My hands are shaking and I hope he doesn’t notice it as I weave my fingers through his. “Aren’t you still coming over? Donuts and pizza? Starting Once Upon A Time with us?”
Tilly will be mad if he ditches us. Mel may still be worried about it, but Tilly adores Fitz and has already decided we’re getting married. And when she got the first season of OUAT for her birthday, the first thing she did after screeching so hard it hurt my teeth was ask if Fitz could come over to watch it with us.
Fitz stops at yet another yellow light and this time even though I can’t get the note out of my head, I have enough free space to remember how incredibly annoying that habit is.
“Do you still want me to?”
I lean over almost into his lap, widening my eyes extra far and batting my lashes. “I’m not off. I want you and I want donuts and I want to kiss on the end of the couch when Mel isn’t looking and Tilly’s making popcorn.”
That and that alone has never failed to take Fitz’s eyes off the road or his homework or whatever super-serious thing he’s focused on. “Why not now?”
A horn echoes from behind us and I laugh, the top layer of fright washing off of me. Fear still nestles in my bones and my purse is a magnet dragging me toward the note, but something strong and fierce is also boiling in my blood. The longer I put it off, the longer I push back the need to look at the note, the more it belongs to something hazy and so long past it’s hardly even important anymore.
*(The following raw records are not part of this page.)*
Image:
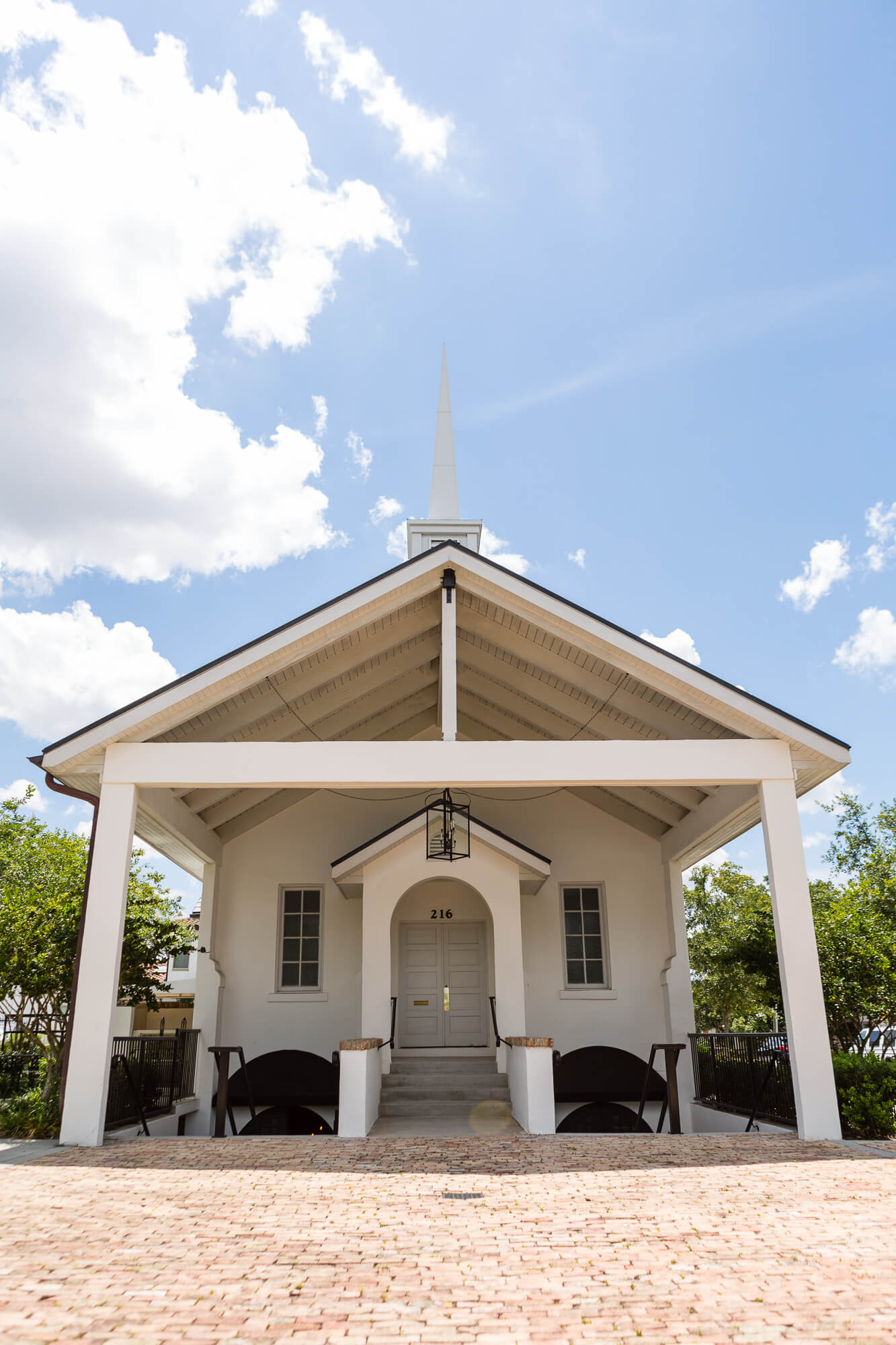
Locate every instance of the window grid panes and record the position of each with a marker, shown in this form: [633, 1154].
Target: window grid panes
[300, 950]
[583, 935]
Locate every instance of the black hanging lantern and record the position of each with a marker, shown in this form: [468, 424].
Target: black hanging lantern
[447, 828]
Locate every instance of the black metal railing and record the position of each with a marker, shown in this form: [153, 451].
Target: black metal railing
[150, 1075]
[392, 1031]
[745, 1073]
[499, 1040]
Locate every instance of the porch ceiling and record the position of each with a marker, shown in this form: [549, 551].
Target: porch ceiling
[525, 672]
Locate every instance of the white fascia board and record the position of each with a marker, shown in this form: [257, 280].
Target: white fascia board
[247, 666]
[649, 664]
[425, 766]
[178, 820]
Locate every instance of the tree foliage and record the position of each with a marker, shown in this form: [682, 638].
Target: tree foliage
[864, 851]
[728, 996]
[732, 946]
[42, 874]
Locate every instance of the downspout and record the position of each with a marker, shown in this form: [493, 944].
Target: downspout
[58, 787]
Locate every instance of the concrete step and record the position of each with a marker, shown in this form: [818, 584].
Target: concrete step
[436, 1083]
[420, 1110]
[473, 1094]
[447, 1066]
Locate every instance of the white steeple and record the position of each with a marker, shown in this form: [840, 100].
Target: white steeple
[444, 523]
[443, 497]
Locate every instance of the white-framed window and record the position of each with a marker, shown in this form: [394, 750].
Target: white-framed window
[583, 915]
[300, 938]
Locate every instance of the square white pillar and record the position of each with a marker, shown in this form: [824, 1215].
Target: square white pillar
[678, 997]
[92, 1024]
[448, 666]
[810, 1063]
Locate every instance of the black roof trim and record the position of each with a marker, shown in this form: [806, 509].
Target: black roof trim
[420, 813]
[396, 570]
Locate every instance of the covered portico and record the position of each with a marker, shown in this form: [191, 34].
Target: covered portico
[764, 769]
[446, 673]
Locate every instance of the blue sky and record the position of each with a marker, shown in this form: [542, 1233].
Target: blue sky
[658, 243]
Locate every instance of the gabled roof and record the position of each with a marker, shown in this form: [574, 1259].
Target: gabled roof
[365, 666]
[396, 570]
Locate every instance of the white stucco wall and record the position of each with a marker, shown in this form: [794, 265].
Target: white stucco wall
[585, 845]
[298, 848]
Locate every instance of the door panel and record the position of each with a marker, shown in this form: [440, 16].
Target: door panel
[464, 970]
[434, 958]
[420, 981]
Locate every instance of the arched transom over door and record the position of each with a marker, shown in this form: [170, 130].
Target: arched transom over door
[443, 989]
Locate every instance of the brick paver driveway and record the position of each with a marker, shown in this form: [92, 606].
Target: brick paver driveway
[575, 1238]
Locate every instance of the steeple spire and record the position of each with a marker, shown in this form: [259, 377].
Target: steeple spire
[443, 497]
Two years isn’t enough. A hundred years wouldn’t be enough. But I can make it be more than it is if I fight hard enough. I was terrible at fighting the Family when I was with them. But I can succeed now, with time and room to breathe.
Just the same, the instant we pull up in front of the bakery and Fitz jogs inside, his breath funneling out in soft white steam as he goes, I lunge for my purse and yank the note out. My fingers shake as I tear it open and pull the notecard from inside.
It’s a shiny metallic blue the color of a still ocean. It might be a birthday party invitation, or a little gift passed between two friends.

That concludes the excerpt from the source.